Le souci : les gens détruits sont fascinés par la destruction

Il y a des gens très éprouvés par la vie dans notre société ; ils ont subi des choses très dures, violentes au point de les avoir défigurés psychologiquement. Outre la difficulté à surmonter le passé pour continuer à vivre et avancer, il y a une certaine fascination qui reste : la violence en impose. C’est qu’à l’arrière-plan, cette violence est sociale.

Il est fondamentalement erroné de réduire les mésaventures d’une personne à la vie personnelle de celle-ci. Un enfant battu n’est pas un individu écrasé par un autre, c’est une personne humaine avec un certain développement social écrasée par toute la société à travers un individu. C’est totalement différent. Si l’on perd de vue tout cet arrière-plan, on ne comprend pas pourquoi les horreurs subies sont tellement pénétrantes dans la personne brisée.

Les êtres humains sont en effet des êtres sociaux, ils appartiennent à la société, et inversement. Ce qui les frappe n’est jamais un simple événement, cela prend toujours la proportion de la société toute entière. C’est pour cela qu’une simple agression, un épisode somme toute banale dans notre société empli de brutalités, prend une telle dimension pour les gens qui l’ont subi. C’est comme si le ciel leur était tombé sur la tête, comme si toute la société leur tombait dessus.

Et comme la société n’abolit pas ce qui la tourmente, ne supprime pas les phénomènes produisant des monstres, les victimes ressassent, connaissent des obsessions. Seule une contre-violence destructrice leur semble le moyen de s’affirmer. Il ne s’agit pas du tout ici d’une violence révolutionnaire, au sens d’un engagement plein de confrontation avec le capitalisme, l’État, les institutions, etc. Non, il s’agit de la tentative de reproduire ce qu’on a subi, ailleurs, sur un autre mode, en étant cette fois le protagoniste.

Cette sorte de catharsis produit par une contre-brutalité inversée est un phénomène bien connu : on sait comme souvent les hommes faisant des enfants des victimes sexuelles ont eux-même été des victimes sexuelles. C’est le fameux thème de la reproduction de la violence – mais, en fait, ce thème est-il si fameux ? Car dans notre société individualiste, si prompte à parler de sociologie pour finalement en revenir toujours à l’individu, qui raisonne encore en termes de violence sociale, de reproduction de phénomènes à l’échelle de la société elle-même ?

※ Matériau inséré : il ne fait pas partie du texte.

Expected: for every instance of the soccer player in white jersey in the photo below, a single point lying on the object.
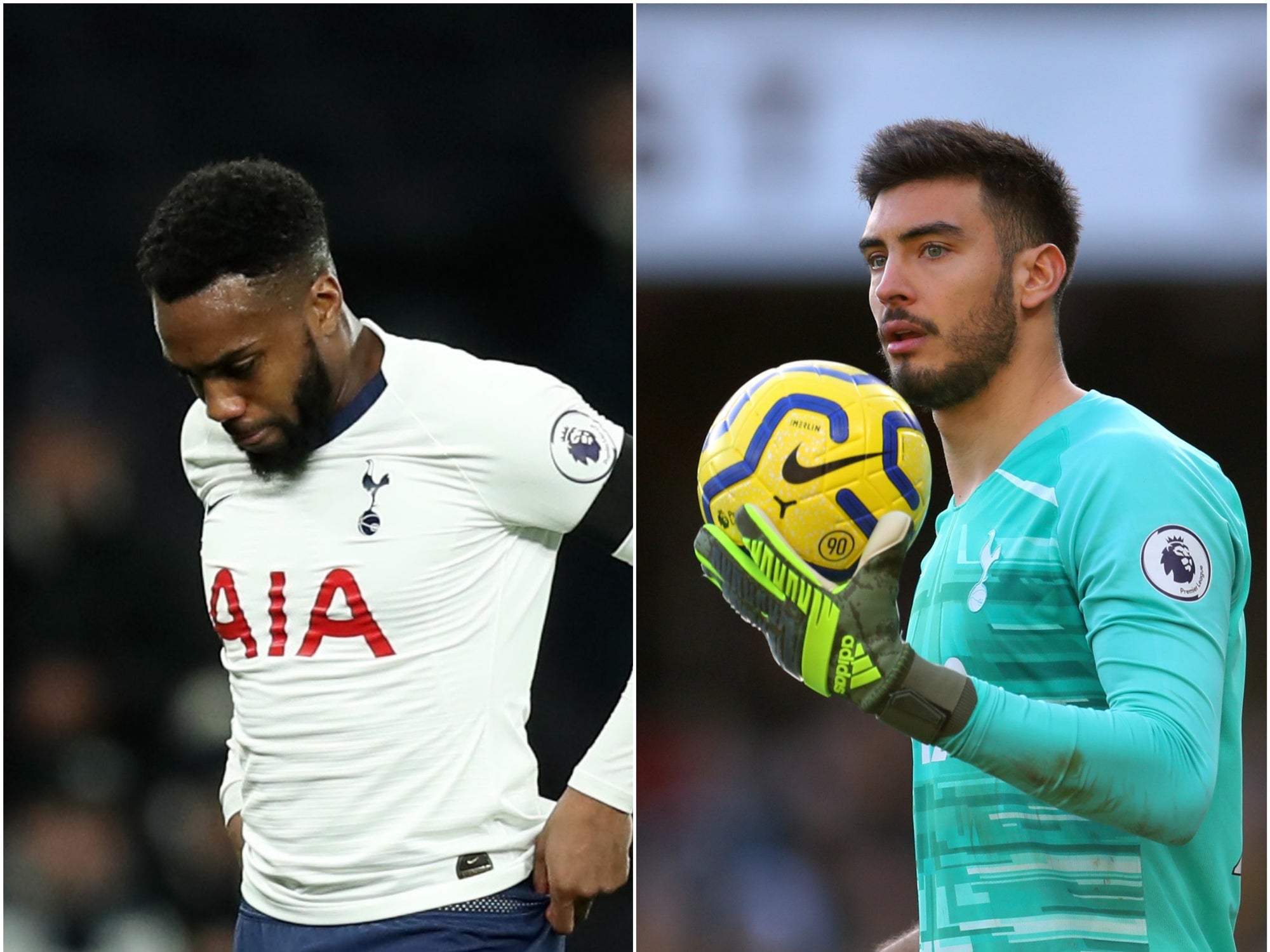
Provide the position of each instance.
(382, 526)
(1074, 671)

Le faire, c’est nier la particularité de l’individu, c’est admettre que les êtres humains sont déterminés. Seuls les partisans du socialisme peuvent raisonner ainsi. Et force est de constater par ailleurs que les victimes, ayant connu une dégradation de leur personnalité, se mettent justement à se replier elles-mêmes sur leur individualité, à se comporter comme des individualistes, afin de chercher une voie pour exister, pour survivre.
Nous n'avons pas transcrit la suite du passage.